RabbitMQ handles exit signals improperly

Bug #1577239 reported by Alexander Rubtsov
6
This bug affects 1 person
Affects Status Importance Assigned to Milestone
Fuel for OpenStack
Invalid
High
MOS Maintenance

Bug Description

 --- Environment ---
MOS Version: 7.0 + MU-3
RabitMQ: 3.5.4-1~u14.04+mos3

 --- Description ---
RabbitMQ cluster broke down and Pacemaker was not able to bring it up automatically
Master/Slave Set: master_p_rabbitmq-server [p_rabbitmq-server]
p_rabbitmq-server (ocf::fuel:rabbitmq-server): FAILED cic-2.domain.tld
Masters: [ cic-1.domain.tld ]
Slaves: [ cic-3.domain.tld ]

As the result, OpenStack environment became unoperable:
OpenStack CLI started to return "Service Unavailable (HTTP 503)" error

There is the following crash report in the RabbitMQ log files:
=CRASH REPORT==== 19-Apr-2016::22:22:06 ===
  crasher:
    initial call: rabbit_reader:init/2
    pid: <0.19859.1062>
    registered_name: []
    exception exit: channel_termination_timeout
      in function rabbit_reader:wait_for_channel_termination/3 (src/rabbit_reader.erl, line 633)
      in call from rabbit_reader:handle_exception/3 (src/rabbit_reader.erl, line 669)
      in call from rabbit_reader:terminate/2 (src/rabbit_reader.erl, line 492)
      in call from rabbit_reader:handle_other/2 (src/rabbit_reader.erl, line 418)
      in call from rabbit_reader:mainloop/4 (src/rabbit_reader.erl, line 380)
      in call from rabbit_reader:run/1 (src/rabbit_reader.erl, line 309)
      in call from rabbit_reader:start_connection/5 (src/rabbit_reader.erl, line 270)
    ancestors: [<0.12202.1062>,rabbit_tcp_client_sup,rabbit_sup,<0.846.0>]
    messages: [{'EXIT',# Port<0.198604>,normal}]
    links: []
    dictionary: [{{channel,1},
                   {<0.24887.1062>,{method,rabbit_framing_amqp_0_9_1}}},
                  {{ch_pid,<0.24887.1062>},{1,# Ref<0.0.1189.84882>}},
                  {process_name,
                      {rabbit_reader,
                          <<"192.168.2.32:53241 -> 192.168.2.68:5673">>}}]
    trap_exit: true
    status: running
    heap_size: 1598
    stack_size: 27
    reductions: 25262
  neighbours:

There is the corresponding bug in RabbitMQ-server bugtracker at Github:
https://github.com/rabbitmq/rabbitmq-server/issues/544
According to the bug status, it was fixed in RabbitMQ-server 3.6.1 version

Is it possible to get RabbitMQ 3.6.1 or this certain fix in MOS 7.0 updates?
If some additional log files are required, I can provide them directly

Changed in fuel:
milestone: none → 7.0-updates
assignee: nobody → MOS Linux (mos-linux)
importance: Undecided → High
status: New → Confirmed
tags: added: area-linux
Revision history for this message
Albert Syriy (asyriy) wrote :

I guess, about updates (in MOS 7.0 - updates ) it's better to ask mos-maintenaince team ( https://launchpad.net/~mos-maintenance ).

Changed in fuel:
assignee: MOS Linux (mos-linux) → MOS Maintenance (mos-maintenance)
Changed in fuel:
milestone: 7.0-updates → 7.0-mu-4
Revision history for this message
Alexey Lebedeff (alebedev-a) wrote :

I beleive that upstream fix mentioned above is only about cosmetics - it'll prevent spamming logs with channel_termination_timeout.

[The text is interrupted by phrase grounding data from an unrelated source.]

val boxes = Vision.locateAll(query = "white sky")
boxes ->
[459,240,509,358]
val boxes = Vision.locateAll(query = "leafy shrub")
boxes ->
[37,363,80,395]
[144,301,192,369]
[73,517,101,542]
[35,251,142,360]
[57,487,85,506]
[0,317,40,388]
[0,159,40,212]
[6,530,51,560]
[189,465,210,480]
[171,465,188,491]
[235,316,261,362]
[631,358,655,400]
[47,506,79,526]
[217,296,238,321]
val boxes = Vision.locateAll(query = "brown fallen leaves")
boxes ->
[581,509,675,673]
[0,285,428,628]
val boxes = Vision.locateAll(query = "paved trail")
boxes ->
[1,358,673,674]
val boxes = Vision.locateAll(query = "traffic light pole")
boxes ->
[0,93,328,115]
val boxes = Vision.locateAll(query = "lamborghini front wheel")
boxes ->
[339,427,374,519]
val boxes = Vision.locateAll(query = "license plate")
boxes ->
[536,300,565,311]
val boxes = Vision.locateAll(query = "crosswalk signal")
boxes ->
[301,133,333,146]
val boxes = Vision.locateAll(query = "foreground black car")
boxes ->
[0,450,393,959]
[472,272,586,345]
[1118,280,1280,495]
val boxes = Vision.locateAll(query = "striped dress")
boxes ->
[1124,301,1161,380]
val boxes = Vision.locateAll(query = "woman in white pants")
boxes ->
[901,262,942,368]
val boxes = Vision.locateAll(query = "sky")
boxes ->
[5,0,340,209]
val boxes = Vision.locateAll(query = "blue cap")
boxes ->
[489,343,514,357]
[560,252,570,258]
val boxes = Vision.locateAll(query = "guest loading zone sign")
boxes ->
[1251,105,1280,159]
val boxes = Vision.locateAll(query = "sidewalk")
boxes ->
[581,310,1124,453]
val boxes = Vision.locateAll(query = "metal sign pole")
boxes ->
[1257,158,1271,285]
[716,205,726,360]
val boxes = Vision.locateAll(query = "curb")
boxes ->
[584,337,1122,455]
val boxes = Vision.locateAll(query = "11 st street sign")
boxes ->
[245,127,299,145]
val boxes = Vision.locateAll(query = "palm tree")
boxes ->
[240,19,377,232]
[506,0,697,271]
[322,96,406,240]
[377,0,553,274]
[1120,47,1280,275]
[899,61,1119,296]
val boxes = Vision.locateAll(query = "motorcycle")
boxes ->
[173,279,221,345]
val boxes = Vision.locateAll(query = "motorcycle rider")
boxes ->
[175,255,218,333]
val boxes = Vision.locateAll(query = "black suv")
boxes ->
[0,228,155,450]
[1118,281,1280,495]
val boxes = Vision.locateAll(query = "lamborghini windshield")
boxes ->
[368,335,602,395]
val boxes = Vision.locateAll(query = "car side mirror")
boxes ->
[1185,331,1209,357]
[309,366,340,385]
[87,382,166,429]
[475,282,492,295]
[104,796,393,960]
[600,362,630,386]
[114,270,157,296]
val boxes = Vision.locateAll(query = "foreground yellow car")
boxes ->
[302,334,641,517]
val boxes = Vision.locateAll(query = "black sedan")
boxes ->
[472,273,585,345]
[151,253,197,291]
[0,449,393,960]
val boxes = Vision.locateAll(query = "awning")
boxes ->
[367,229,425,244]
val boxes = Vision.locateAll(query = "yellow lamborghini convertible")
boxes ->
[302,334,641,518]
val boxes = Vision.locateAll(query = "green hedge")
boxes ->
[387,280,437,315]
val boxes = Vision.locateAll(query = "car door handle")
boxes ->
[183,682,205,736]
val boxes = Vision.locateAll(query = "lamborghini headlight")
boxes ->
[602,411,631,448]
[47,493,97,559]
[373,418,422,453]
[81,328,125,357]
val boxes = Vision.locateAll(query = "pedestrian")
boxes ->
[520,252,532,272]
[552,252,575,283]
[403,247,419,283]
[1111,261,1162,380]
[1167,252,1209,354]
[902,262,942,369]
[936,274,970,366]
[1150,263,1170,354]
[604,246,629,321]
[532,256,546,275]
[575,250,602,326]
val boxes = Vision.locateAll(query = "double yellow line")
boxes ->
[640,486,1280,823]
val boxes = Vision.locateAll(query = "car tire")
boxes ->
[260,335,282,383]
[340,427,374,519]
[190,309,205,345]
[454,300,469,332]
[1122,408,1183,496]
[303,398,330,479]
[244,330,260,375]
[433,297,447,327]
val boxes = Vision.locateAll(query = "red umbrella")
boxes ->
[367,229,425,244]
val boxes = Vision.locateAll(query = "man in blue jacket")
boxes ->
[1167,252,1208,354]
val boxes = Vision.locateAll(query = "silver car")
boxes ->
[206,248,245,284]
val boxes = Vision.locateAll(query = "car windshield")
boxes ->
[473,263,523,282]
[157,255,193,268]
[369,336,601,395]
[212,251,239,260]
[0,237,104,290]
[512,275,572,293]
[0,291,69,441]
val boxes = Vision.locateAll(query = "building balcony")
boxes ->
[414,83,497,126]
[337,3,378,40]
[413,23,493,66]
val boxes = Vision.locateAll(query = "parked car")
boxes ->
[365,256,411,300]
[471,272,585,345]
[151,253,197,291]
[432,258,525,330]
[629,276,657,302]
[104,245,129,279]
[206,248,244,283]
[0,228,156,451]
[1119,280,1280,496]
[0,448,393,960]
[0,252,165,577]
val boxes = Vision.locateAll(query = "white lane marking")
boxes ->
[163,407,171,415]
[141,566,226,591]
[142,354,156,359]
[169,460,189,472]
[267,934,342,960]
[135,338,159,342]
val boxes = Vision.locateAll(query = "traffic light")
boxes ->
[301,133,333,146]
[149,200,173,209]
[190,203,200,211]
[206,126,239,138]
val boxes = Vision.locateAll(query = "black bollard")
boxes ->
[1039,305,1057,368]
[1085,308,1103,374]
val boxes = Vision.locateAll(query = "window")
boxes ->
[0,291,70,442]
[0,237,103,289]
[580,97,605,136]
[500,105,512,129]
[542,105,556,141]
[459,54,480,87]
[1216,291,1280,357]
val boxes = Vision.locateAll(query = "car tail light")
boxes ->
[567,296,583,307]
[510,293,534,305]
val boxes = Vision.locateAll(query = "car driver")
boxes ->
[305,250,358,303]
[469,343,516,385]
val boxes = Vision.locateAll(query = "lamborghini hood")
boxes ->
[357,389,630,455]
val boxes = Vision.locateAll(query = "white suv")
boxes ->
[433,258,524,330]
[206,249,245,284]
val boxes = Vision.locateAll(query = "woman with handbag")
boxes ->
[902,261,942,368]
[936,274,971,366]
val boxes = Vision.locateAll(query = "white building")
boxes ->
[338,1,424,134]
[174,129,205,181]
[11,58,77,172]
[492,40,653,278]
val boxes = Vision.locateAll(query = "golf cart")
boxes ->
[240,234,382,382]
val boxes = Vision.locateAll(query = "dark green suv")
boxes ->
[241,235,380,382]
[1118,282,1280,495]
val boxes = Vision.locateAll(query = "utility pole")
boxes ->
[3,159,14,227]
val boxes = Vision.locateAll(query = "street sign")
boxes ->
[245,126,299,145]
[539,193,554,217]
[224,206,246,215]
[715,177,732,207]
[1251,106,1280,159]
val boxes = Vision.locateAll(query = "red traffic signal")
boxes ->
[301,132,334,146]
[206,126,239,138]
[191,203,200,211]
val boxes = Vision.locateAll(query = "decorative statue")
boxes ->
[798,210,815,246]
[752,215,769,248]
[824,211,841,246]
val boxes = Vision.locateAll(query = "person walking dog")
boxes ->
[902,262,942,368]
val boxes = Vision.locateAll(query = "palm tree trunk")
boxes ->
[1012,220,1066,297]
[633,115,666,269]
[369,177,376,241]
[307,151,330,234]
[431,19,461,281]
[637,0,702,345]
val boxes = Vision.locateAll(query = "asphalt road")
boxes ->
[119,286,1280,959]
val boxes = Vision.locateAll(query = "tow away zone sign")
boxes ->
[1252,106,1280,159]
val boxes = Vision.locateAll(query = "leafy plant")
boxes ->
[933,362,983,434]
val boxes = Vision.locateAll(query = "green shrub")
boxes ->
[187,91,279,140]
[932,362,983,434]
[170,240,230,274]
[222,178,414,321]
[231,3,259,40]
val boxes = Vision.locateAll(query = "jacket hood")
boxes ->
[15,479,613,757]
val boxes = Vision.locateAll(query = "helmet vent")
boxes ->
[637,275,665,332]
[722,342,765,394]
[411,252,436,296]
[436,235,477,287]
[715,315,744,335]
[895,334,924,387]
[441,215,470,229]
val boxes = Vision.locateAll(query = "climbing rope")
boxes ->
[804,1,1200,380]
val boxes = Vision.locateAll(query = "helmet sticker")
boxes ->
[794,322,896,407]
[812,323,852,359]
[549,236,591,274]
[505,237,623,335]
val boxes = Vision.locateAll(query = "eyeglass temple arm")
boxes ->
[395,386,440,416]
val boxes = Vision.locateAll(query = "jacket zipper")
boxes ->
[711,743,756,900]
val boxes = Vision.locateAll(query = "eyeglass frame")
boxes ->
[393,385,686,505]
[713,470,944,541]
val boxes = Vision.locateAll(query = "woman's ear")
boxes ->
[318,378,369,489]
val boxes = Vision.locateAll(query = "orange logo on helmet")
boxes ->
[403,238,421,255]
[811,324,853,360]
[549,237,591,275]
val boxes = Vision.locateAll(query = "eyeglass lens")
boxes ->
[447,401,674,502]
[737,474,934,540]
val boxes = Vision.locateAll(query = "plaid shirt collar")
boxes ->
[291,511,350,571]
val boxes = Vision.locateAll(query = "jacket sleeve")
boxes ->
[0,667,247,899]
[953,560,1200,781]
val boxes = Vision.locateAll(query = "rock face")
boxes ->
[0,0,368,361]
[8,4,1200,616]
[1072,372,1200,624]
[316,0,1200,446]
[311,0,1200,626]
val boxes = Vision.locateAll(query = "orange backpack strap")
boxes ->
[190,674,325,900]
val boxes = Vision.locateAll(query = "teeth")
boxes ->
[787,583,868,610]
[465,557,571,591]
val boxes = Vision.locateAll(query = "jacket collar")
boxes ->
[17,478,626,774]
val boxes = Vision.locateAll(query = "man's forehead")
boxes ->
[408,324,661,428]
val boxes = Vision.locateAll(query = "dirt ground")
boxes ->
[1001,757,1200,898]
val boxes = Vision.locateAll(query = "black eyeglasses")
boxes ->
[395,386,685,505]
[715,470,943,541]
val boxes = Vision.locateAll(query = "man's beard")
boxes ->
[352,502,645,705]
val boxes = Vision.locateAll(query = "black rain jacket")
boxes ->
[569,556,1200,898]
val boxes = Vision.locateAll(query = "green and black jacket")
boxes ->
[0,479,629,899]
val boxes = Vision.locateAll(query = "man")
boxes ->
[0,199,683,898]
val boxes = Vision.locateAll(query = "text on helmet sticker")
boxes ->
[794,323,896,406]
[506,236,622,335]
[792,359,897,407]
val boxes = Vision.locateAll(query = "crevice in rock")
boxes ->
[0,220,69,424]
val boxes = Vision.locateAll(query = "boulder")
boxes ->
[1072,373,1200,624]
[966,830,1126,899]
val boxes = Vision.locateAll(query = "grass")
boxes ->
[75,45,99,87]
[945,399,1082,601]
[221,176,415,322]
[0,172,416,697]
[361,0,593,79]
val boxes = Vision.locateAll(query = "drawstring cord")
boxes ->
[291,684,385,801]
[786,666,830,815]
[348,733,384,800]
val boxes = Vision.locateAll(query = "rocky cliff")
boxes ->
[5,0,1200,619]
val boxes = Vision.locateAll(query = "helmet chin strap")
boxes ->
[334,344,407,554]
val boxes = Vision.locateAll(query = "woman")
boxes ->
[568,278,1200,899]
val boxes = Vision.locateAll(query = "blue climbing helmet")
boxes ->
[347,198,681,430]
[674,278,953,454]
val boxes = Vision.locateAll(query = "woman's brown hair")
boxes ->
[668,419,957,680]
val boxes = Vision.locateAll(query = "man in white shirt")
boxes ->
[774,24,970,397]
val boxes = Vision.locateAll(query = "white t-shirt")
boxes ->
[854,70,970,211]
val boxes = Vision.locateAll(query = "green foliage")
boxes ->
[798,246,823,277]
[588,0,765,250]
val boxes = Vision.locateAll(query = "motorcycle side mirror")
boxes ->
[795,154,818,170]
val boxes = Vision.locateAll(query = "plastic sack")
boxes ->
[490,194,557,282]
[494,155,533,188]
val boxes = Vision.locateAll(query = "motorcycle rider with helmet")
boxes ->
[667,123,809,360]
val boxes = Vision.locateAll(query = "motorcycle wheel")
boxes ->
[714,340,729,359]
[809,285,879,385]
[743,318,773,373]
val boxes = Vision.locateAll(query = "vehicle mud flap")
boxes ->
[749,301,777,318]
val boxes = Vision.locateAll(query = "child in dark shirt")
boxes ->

It's just happening at the time of controller crash (or network split) - at the same time as the real problems with rabbit are bringing it to the knees.

There were a lot of bugs fixed since rabbit 3.5.4 / erlang 16. But as far as I know upgrade is out of question, so the best thing to be done is to find out why OCF script failed to restart/reset rabbit to a working state. Maybe it's OCF script changes that should be ported.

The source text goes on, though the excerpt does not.